Context: Incidental pituitary hemorrhage, without full pituitary apoplexy, is a recognized radiological finding, but little information exists on its clinical behavior, with most reports describing surgically treated macroprolactinoma or nonfunctioning adenoma. Objective: Our aim was to characterize the prevalence, natural history, and risk factors associated with pituitary hemorrhage in a large clinic prolactinoma population. Design: The design consisted of a retrospective analysis of a clinic population. Setting: The setting was a tertiary endocrine center in a large teaching hospital. Patients: We studied three hundred sixty-eight patients with prolactinoma. The presence of hemorrhage was documented on magnetic resonance imaging. Main outcome measure: The main outcome measures were the prevalence, risk factors, and natural history of pituitary hemorrhage. Results: Pituitary hemorrhage was found in 25 patients, giving an overall prevalence of 6.8%, and was significantly higher in macroprolactinoma (20.3%) compared to microprolactinoma (3.1%, P < .0001). Three patients had classical pituitary apoplexy. The majority of patients in the hemorrhage group had macroprolactinomas (16/25 [64%]) and were women (22/25 [88%]). The proportion of women with macroprolactinoma was higher in the hemorrhage group (14/16 macroprolactinomas [87.5%]) than in the nonhemorrhage group (36/63 macroprolactinomas [57.1%], P = .02).
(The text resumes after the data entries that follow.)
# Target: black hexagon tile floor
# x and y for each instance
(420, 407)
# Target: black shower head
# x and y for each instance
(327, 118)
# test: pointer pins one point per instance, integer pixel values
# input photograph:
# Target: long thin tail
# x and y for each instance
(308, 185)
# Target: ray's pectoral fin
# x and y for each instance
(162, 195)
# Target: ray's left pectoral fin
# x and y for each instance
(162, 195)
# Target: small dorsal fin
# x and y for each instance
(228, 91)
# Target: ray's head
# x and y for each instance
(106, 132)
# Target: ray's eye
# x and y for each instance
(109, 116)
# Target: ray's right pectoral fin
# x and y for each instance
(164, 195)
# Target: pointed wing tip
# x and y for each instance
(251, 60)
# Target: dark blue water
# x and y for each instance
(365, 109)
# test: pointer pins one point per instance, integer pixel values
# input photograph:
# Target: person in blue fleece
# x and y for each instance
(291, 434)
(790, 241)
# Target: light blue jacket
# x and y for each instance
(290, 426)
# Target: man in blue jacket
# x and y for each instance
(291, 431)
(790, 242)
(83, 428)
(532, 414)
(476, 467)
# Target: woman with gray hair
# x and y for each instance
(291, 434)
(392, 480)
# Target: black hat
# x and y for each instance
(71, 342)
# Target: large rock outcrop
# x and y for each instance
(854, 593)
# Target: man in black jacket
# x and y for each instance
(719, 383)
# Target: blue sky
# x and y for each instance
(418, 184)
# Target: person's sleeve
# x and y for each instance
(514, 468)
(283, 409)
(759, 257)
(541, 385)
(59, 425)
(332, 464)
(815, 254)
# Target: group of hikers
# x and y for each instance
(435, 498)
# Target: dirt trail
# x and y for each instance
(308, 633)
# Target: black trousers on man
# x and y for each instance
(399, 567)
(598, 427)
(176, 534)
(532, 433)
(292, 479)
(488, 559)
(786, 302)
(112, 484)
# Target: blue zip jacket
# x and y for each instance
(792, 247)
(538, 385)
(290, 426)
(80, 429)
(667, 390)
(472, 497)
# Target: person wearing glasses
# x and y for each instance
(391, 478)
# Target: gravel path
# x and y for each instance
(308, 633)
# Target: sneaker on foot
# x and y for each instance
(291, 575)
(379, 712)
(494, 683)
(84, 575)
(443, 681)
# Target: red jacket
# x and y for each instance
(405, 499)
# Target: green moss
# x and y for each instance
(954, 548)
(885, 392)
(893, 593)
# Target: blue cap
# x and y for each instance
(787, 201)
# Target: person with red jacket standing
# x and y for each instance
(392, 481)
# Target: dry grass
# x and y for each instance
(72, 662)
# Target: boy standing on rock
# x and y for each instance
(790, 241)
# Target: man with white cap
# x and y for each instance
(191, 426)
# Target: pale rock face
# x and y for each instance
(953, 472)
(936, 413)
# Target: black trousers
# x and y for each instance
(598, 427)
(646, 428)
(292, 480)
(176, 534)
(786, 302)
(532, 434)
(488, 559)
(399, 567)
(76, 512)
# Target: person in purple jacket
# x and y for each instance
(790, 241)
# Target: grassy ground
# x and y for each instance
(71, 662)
The majority of pituitary hemorrhages (92%) were treated conservatively with dopamine agonist therapy for hyperprolactinemia. Eighty-seven percent of patients had complete resolution of their hemorrhage within 26.6 ± 23.3 (mean ± SD) months. The presence of macroprolactinoma (odds ratio 9.00 [95% CI 3.79-23.88], P < .001) and being female (odds ratio 8.03 [95% confidence interval 1.22-52.95], P = .03) were independently associated with hemorrhage. Conclusions: These data show that incidental hemorrhage in prolactinoma is not uncommon. It is more likely to occur in macroprolactinoma, where 1 in 5 develop hemorrhage, and is particularly common in women with macroprolactinoma. The majority are asymptomatic and resolve spontaneously. Copyright © 2013 by The Endocrine Society.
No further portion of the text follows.